Connue en Europe depuis plus de cinq siècles, la cocaine est particulièrement adaptée à celui qui cherche à échapper au contraintes du réel, pour oser ce que son mal être où sa raison lui interdiraient de tenter, en particulier dans un univers d’intense compétition. Le cocaïnomane développe alors un cerveau virtuel, qui doit être nourri de plus en plus, d’euphorie en descente, atrophiant son cerveau réel ; il ne conçoit bientôt plus aucune contrainte morale, aucun état de droit; il n’admet ni limite, ni frein ; il se croit doté d’une intelligence absolue, et se pense capable de résoudre toutes les difficultés ; il se pense même indifférent à la douleur, à la fatigue, au sommeil et à la faim. Il se croit invincible et pense son jugement infaillible.

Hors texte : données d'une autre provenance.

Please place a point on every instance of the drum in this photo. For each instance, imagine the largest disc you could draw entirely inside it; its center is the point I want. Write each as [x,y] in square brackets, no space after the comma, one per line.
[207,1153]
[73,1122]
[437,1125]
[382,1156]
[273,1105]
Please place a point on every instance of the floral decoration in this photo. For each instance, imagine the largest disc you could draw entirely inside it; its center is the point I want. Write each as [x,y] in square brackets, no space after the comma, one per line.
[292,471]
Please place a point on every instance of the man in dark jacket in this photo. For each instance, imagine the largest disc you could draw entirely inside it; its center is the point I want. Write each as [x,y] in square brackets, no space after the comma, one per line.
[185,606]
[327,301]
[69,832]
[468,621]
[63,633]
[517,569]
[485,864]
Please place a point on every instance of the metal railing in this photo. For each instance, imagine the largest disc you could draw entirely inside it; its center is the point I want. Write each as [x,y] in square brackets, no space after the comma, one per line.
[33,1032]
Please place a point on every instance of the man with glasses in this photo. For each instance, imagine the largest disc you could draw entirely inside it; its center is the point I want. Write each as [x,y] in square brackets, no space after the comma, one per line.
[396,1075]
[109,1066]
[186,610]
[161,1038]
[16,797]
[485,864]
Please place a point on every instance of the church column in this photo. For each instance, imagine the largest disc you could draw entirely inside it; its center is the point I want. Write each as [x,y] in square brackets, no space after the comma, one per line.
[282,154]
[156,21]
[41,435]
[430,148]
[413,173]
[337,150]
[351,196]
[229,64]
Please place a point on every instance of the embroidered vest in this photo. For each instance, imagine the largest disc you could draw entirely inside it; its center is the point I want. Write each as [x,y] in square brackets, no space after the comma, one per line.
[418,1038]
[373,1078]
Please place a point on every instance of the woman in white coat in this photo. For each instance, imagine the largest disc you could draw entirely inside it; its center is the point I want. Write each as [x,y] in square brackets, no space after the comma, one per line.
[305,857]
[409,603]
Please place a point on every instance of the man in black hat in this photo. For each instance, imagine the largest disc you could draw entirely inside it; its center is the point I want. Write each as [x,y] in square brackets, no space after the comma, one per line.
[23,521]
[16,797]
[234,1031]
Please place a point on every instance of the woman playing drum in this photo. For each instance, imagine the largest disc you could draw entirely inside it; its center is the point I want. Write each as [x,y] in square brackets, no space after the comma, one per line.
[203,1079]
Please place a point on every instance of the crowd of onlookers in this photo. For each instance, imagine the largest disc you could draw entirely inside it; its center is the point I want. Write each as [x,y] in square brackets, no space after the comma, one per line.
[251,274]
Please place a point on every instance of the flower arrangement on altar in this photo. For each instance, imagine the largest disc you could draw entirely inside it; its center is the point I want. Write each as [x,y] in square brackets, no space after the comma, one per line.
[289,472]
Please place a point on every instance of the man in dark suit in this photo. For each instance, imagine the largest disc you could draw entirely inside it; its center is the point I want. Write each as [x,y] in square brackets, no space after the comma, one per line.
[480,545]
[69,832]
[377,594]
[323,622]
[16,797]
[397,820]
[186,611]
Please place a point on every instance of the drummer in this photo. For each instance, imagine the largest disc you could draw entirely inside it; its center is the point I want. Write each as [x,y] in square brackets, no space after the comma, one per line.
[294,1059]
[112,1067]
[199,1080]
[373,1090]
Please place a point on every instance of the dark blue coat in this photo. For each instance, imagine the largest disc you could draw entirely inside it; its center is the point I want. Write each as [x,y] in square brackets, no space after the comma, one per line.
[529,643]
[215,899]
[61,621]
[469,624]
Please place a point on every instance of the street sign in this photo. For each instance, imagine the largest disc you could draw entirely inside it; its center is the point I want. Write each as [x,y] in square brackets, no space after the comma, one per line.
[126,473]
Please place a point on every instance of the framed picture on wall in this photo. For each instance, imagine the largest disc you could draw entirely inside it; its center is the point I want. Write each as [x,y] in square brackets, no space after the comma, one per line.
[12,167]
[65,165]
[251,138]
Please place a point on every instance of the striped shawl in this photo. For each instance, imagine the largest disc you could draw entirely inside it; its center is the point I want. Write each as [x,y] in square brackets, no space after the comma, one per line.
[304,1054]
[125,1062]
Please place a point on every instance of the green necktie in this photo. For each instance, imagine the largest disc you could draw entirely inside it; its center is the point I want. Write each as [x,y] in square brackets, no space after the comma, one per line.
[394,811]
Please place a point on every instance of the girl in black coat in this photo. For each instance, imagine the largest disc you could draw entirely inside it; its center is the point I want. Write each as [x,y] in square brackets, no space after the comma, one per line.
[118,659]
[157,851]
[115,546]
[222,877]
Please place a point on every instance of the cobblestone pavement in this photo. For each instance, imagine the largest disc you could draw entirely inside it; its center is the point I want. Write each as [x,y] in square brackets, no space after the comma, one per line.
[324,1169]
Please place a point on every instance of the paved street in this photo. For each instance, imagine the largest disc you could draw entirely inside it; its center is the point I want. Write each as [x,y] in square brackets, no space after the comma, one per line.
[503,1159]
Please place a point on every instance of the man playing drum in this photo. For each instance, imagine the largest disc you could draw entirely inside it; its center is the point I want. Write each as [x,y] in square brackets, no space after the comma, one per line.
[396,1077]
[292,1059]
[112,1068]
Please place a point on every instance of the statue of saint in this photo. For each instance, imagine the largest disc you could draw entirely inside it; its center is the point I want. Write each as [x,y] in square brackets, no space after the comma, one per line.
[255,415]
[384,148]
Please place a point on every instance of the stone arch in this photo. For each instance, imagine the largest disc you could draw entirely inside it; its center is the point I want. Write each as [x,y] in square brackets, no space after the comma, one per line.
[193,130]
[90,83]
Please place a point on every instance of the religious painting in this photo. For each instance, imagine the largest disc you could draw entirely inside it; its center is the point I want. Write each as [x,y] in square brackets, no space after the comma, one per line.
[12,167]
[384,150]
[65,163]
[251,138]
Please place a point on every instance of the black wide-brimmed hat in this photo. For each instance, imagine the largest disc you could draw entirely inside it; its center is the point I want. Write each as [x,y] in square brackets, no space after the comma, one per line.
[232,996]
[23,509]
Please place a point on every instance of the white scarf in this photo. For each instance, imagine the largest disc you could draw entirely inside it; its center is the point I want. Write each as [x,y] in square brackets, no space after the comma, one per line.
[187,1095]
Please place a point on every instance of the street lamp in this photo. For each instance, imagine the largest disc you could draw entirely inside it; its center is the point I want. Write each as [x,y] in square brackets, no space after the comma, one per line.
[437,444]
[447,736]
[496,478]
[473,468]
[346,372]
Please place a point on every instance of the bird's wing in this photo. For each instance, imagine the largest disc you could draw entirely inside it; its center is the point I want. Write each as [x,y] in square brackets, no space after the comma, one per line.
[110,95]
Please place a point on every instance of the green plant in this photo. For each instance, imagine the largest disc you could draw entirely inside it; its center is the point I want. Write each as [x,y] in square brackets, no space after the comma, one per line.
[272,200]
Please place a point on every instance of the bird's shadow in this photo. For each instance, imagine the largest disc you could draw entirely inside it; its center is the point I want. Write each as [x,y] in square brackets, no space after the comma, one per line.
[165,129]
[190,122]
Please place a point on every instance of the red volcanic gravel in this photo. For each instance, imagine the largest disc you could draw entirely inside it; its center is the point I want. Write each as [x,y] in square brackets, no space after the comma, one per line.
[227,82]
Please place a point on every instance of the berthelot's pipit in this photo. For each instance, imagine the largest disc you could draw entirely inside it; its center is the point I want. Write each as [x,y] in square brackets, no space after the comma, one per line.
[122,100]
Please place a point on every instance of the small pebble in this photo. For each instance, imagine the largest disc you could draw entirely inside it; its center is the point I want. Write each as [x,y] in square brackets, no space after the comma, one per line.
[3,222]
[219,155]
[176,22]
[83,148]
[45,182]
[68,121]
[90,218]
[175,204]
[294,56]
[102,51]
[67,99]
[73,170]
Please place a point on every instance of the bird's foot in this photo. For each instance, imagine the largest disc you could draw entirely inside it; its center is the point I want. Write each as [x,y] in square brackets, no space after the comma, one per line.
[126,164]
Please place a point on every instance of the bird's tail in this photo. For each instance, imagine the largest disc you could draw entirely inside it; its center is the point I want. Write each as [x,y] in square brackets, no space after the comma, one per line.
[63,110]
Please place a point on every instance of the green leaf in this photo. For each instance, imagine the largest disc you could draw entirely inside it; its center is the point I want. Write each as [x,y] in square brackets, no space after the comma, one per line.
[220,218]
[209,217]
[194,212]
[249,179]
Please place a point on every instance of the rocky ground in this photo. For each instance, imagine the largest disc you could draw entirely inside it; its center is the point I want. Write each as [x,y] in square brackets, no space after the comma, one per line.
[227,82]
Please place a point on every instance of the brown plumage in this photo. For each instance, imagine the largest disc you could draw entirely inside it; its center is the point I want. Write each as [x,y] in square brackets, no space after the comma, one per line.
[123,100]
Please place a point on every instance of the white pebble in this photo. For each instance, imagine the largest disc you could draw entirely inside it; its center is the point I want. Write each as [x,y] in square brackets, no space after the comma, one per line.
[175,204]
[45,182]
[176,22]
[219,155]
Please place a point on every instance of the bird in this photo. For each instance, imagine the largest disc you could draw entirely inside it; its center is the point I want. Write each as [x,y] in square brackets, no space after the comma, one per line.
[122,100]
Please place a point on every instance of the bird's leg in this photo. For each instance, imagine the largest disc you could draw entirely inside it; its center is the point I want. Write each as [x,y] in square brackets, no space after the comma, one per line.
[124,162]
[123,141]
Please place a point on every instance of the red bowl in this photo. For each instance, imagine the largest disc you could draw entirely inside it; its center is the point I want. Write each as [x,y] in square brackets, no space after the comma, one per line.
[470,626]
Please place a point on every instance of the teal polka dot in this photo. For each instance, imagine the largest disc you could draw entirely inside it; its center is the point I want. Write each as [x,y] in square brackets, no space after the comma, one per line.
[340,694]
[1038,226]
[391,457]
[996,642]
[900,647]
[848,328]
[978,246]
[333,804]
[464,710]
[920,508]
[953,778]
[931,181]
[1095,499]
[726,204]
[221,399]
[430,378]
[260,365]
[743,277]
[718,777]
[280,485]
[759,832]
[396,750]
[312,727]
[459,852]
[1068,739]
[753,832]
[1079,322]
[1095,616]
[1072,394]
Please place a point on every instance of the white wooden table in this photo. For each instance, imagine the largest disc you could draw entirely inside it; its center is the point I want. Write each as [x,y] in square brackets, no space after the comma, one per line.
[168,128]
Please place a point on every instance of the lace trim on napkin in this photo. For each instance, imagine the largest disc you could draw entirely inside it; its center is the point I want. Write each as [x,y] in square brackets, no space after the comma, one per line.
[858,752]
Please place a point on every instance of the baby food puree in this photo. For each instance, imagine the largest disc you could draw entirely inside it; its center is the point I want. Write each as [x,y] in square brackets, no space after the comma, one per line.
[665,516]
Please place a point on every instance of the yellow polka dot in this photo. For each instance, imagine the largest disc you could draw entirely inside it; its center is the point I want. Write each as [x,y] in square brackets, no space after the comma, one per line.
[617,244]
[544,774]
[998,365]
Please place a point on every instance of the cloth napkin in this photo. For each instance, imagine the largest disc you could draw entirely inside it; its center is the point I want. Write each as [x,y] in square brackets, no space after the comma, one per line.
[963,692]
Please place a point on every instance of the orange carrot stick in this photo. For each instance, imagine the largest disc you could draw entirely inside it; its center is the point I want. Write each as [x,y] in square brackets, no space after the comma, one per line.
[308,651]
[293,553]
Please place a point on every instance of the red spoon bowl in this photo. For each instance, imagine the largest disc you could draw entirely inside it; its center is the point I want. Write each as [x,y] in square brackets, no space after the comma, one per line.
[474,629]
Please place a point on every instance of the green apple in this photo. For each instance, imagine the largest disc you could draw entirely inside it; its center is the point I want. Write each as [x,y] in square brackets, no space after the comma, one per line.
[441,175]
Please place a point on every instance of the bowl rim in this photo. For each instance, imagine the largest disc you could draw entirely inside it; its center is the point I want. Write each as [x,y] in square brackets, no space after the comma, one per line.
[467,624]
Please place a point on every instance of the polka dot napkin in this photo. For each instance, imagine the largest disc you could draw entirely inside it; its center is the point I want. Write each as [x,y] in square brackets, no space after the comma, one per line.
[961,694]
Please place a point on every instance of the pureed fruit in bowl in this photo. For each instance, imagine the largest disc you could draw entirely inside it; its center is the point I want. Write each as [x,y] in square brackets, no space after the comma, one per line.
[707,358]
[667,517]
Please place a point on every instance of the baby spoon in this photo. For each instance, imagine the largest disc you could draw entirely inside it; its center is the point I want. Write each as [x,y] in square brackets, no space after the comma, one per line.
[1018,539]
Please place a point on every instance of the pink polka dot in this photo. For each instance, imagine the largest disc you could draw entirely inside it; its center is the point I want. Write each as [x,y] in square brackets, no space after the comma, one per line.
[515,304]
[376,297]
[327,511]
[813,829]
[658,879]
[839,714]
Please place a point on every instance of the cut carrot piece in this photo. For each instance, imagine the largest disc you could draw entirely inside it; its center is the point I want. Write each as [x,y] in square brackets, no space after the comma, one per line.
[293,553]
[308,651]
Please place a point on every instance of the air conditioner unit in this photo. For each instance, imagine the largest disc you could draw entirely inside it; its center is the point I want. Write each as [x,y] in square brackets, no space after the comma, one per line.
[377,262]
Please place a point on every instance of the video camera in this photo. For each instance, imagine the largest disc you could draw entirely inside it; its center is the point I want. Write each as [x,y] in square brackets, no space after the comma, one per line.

Le monde de la finance est le reflet de ce monde sans état de droit, où tout est possible, dans un univers d’optimisme et de virtualité absolue ; un monde de compétition extrême sur tous les marchés du monde, en éveil 24 heures sur 24. Il est donc le cadre parfait de l’expression et de l’action des cocaïnomanes, somnambules euphoriques : pas étonnant qu’ils soient si nombreux dans les salles de marché, pas étonnant aussi que tant de risques y ont été pris. Le trader cocaïnomane ne met jamais en doute ses propres décisions, des décisions de plus en plus erratiques, persiste dans des investissements absurdes, puis sombre dans le pessimisme, la dépression, la paranoïa et la panique. Exactement ce qui s’est passé sur les marchés. La crise financière est ainsi l’annonce de ce que serait le monde sous cocaïne: Un cauchemar d’irréalité euphorique, inconsciente et suicidaire
Un des éléments de la résolution de la crise serait donc l’interdiction effective de l’usage de drogues dans les salles de marché. On voit difficilement le G20 en faire une de ses priorités. Et pourtant…
Plus généralement, la solution de la crise exigera une forme de désintoxication a l’égard de l’excès de dette, drogue sociale qui permet de vivre dans d’irréalité.
Aucune désintoxication n’est facile. Et celle là le sera moins qu’aucune autre.